A poorly scaled model is one that computes values of the objective, constraints, or intermediate results that differ by several orders of magnitude. A classic example is a financial model that computes a currency amount in millions or billions and a return or risk measure in fractions of a percent. Because of the finite precision of computer arithmetic, when these values of very different magnitudes (or others derived from them) are added, subtracted, or compared – in the user’s model or in Solver’s own calculations – the result will be accurate to only a few significant digits. After many such steps, Solver may detect or suffer from “numerical instability.”

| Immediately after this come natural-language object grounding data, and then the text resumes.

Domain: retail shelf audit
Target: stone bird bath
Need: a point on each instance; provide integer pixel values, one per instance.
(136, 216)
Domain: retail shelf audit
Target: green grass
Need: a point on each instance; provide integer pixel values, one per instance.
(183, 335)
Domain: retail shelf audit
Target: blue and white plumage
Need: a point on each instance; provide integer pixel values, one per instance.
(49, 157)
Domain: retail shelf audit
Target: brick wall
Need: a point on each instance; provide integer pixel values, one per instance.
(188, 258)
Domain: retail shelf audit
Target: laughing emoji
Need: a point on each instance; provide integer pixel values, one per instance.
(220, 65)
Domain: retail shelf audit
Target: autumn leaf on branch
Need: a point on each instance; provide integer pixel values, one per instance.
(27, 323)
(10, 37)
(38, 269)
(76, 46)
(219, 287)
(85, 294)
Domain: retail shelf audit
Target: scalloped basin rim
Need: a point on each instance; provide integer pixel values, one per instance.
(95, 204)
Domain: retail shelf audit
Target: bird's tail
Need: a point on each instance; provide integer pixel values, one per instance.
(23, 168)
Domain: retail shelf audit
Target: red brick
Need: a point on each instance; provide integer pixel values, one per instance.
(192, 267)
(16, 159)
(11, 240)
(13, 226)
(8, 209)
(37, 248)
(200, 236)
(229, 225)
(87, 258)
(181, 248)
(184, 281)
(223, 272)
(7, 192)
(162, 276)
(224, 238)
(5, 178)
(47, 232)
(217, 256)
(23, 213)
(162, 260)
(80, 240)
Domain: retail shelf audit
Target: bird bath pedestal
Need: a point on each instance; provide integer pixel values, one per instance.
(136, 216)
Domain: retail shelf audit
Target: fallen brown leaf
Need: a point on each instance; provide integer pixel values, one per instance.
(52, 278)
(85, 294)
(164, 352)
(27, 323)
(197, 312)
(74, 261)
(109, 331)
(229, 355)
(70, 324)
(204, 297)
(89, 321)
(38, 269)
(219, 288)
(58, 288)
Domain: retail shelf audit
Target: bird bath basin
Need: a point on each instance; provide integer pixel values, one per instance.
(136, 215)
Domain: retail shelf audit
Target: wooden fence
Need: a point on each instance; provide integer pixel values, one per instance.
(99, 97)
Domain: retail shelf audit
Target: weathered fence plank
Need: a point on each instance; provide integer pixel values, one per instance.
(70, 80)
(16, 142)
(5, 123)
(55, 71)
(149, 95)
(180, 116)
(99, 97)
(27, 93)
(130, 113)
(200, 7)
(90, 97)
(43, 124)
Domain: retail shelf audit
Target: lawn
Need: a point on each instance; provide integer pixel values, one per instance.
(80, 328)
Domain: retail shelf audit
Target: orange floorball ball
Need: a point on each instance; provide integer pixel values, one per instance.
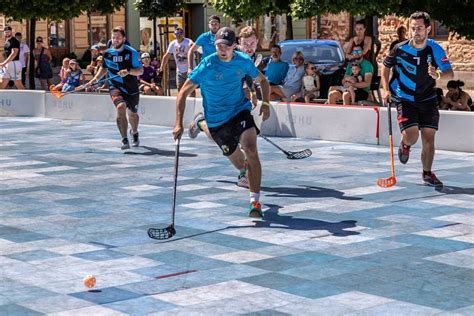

The effects of poor scaling in a large, complex optimization model can be among the most difficult problems to identify and resolve. It can cause Solver to return messages such as “Solver could not find a feasible solution,” “Solver could not improve the current solution,” or even “The linearity conditions required by this LP Solver are not satisfied,” with results that are suboptimal or otherwise very different from your expectations. The effects may not be apparent to you, given the initial values of the variables, but when Solver explores Trial Solutions with very large or small values for the variables, the effects will be greatly magnified.
Dealing with Poor Scaling
The Solver Options dialog includes a Use Automatic Scaling check box. When this box is selected (it is selected by default), Solver rescales the values of the objective and constraint functions internally in order to minimize the effects of poor scaling. But this can only help with Solver’s own calculations – it cannot help with poorly scaled results that arise in the middle of your Excel formulas. Further, in some poorly scaled models, automatic scaling can make things worse rather than better – so you may wish to try clearing this check box and re-solving.
The best way to avoid scaling problems is to carefully choose the “units” implicitly used in your model so that all computed results are within a few orders of magnitude of each other. For example, instead of expressing currency amounts in single units, you could express them in units of (say) millions, if appropriate for your model, so the actual numbers computed on your worksheet may range from perhaps 1 to 1,000.